Another thing that we need to really understand, and again, it's something that the science continues to advance on, is to understand, it's not about the presence of a chemical entity or a chemical group that will react and form a nitrosamine. It's what surrounds that chemical compound. So, there's a there's a bulkiness, if you will, using a simple term, that can be around that group that can favor or not the reaction so it can facilitate or not the reaction. Again, we're talking about chemical structures that are a lot bigger than just a single group. And again, it's all these factors that need to be really well understood, if we want to get to a point where we can theoretically predict whether a structure will form a nitrosamine or not. As I said, the science continues to advance, research on this continues to advance, and regulators and manufacturers continue to do a lot of work trying to understand the structures and what’s their true potential to form the nitrosamines. In addition to that, once they’ve formed the nitrosamines, are they truly genotoxics?

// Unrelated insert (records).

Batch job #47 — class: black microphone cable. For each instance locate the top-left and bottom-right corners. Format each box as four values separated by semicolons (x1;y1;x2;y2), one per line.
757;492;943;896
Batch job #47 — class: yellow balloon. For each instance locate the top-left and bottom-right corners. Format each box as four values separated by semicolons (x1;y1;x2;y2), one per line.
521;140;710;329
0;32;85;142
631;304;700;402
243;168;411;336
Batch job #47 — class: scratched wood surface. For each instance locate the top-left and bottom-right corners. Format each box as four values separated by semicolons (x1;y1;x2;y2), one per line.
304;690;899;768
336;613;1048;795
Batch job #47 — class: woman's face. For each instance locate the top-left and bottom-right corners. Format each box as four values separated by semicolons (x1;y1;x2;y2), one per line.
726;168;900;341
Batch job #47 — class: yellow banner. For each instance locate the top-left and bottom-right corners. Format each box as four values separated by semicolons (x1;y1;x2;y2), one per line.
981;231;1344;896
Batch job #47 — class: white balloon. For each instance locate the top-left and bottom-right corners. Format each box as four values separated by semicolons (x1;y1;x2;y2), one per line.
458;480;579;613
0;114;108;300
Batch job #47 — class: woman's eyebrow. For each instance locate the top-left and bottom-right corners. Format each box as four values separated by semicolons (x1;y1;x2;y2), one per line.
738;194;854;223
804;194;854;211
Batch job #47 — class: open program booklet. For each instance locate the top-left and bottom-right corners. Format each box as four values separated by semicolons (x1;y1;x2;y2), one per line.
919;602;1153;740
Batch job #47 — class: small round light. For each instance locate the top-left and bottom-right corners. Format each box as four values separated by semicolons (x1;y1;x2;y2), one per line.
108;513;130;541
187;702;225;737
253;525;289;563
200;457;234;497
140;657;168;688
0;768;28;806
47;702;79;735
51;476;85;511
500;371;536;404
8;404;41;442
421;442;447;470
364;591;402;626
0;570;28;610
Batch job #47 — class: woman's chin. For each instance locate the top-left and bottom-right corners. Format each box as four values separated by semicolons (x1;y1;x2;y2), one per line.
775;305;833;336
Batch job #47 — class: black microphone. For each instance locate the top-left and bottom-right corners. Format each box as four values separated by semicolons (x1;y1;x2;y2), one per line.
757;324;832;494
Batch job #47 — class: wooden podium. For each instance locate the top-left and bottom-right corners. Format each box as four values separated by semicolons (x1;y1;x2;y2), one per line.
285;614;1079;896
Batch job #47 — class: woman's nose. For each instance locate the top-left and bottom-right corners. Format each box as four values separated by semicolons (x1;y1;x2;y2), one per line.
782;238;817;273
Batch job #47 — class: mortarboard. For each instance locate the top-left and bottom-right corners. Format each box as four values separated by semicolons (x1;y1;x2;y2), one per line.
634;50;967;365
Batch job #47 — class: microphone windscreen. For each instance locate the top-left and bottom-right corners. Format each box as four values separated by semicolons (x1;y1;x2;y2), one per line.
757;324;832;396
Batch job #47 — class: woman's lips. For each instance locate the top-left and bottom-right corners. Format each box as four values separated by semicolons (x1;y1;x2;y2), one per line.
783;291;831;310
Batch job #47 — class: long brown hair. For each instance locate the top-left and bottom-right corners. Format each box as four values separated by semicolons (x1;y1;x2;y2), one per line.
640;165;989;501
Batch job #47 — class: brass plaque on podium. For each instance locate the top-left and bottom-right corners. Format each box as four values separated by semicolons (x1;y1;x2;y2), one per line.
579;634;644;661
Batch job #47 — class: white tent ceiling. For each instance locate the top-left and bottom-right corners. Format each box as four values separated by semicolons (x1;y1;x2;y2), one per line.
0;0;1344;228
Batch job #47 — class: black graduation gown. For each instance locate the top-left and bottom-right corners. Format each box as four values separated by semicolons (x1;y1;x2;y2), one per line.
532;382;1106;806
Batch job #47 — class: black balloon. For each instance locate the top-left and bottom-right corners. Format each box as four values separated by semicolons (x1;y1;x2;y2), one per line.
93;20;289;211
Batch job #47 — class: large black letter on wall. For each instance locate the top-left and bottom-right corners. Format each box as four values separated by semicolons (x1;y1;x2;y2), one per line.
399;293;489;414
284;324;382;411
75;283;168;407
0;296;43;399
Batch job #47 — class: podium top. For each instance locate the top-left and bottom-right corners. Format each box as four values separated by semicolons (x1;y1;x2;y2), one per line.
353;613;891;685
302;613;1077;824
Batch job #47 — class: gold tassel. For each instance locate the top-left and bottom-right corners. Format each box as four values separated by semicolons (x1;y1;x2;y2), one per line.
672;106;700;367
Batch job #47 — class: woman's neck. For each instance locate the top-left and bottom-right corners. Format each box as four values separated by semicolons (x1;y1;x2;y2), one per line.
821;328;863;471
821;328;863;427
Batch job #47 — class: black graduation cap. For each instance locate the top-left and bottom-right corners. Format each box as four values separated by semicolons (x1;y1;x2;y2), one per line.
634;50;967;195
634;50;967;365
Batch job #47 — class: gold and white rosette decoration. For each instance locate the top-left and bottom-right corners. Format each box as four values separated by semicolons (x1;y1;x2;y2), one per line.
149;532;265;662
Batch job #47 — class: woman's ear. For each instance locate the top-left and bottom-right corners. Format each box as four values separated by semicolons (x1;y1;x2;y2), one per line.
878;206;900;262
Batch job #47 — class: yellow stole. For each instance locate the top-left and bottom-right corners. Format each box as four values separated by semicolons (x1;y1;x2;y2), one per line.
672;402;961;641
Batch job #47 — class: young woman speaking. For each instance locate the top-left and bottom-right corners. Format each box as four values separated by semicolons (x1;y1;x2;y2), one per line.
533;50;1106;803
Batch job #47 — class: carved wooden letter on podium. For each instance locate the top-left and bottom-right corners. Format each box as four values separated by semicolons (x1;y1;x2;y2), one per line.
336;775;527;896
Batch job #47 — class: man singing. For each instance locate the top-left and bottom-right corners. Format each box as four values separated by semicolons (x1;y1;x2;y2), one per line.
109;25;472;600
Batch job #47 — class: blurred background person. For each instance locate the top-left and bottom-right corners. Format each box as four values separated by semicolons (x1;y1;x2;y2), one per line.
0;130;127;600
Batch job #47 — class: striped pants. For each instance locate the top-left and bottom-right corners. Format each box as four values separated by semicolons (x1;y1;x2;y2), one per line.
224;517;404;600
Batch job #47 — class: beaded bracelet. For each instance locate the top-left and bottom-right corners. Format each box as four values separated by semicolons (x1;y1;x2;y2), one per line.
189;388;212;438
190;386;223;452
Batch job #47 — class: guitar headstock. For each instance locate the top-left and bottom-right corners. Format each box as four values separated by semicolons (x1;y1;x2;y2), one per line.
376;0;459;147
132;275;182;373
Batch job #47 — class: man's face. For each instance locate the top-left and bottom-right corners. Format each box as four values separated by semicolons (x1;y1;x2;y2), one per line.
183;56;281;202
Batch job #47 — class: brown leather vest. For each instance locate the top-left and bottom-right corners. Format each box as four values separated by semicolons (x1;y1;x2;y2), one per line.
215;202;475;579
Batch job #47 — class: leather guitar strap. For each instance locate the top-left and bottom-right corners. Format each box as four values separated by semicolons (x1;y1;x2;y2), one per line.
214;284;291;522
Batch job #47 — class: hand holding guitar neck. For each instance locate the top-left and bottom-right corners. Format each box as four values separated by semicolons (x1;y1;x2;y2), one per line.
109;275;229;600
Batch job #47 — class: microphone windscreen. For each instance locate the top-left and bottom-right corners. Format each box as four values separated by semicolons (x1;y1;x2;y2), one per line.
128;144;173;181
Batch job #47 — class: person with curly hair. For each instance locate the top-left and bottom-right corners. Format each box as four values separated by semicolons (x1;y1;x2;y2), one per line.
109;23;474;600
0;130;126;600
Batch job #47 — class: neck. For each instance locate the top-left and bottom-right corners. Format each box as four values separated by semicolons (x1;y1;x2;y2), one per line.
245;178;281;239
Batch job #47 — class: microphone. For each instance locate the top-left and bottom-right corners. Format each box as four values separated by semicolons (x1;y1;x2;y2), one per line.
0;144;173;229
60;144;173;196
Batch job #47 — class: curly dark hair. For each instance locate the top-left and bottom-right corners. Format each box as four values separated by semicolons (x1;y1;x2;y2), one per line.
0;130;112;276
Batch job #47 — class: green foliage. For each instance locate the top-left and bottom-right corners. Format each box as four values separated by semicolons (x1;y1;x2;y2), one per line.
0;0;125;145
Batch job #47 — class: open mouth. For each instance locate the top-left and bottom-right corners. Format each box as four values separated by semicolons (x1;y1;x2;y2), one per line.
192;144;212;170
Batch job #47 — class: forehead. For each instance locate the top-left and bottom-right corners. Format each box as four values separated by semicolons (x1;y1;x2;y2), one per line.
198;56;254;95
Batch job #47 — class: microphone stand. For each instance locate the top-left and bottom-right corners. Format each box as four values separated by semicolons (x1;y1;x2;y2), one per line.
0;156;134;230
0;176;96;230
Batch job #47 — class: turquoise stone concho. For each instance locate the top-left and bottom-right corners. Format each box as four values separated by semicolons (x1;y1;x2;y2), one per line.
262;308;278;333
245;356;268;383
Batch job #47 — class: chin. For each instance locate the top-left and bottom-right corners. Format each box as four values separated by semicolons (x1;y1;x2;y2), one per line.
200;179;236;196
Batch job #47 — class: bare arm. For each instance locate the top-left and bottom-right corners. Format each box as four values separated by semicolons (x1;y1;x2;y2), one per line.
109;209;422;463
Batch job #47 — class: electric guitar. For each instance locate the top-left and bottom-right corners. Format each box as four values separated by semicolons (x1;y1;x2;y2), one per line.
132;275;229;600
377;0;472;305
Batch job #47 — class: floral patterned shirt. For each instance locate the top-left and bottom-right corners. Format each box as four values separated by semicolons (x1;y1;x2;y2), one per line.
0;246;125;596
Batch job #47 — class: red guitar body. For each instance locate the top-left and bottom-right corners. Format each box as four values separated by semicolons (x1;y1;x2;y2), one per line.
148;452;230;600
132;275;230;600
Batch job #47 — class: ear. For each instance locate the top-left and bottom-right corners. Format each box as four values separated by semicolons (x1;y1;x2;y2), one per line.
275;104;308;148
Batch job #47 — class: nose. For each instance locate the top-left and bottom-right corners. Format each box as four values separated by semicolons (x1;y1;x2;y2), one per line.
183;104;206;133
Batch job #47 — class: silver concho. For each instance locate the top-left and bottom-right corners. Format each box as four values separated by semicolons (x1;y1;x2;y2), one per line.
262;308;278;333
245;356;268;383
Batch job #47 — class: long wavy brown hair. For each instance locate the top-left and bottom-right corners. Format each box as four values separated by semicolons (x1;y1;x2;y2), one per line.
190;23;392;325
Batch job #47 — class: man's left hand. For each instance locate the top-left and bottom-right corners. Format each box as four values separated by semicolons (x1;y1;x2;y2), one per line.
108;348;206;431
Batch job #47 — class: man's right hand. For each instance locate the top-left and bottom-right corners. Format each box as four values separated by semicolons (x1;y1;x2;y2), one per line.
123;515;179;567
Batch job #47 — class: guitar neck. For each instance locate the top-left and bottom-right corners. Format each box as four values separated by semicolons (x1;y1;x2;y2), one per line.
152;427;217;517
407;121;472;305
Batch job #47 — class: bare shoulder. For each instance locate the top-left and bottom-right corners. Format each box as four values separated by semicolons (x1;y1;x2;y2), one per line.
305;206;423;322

We know that not all nitrosamines have the same potency when it comes to genotoxicity. So, it's also necessary to understand the true potency that these structures have, one versus another one.
Alana Hippensteele:This is a really important and complex issue. Do you have any closing thoughts?
Naiffer Romero: I think the importance of assessing products throughout their development to ensure quality, so patients can get the medication they need, it's essential. And I'll repeat it—the fact that we're seeing the identification and the emerging of these kinds of impurities and really the attention that regulators and manufacturers are putting to that speak to that concern that we need to provide safe medications to the patient. It’s important also, that it will take a village. It will take a lot of collaboration, it will take a community approach for us to solve this problem. Not a single organization, not a single regulatory body will have the answers for everything. So, it will really take a joint effort to solve the complexity of the challenge of nitrosamines. Also, the global nature of our pharmaceutical supply chains demands the diligence and demands collaboration between manufacturers, regulatory agencies, pharmacopoeias. It’s really everybody involved in the making of that medication that needs to really come together. Understand that we are facing a challenge where the only way to emerge successful is if we all collaborate together.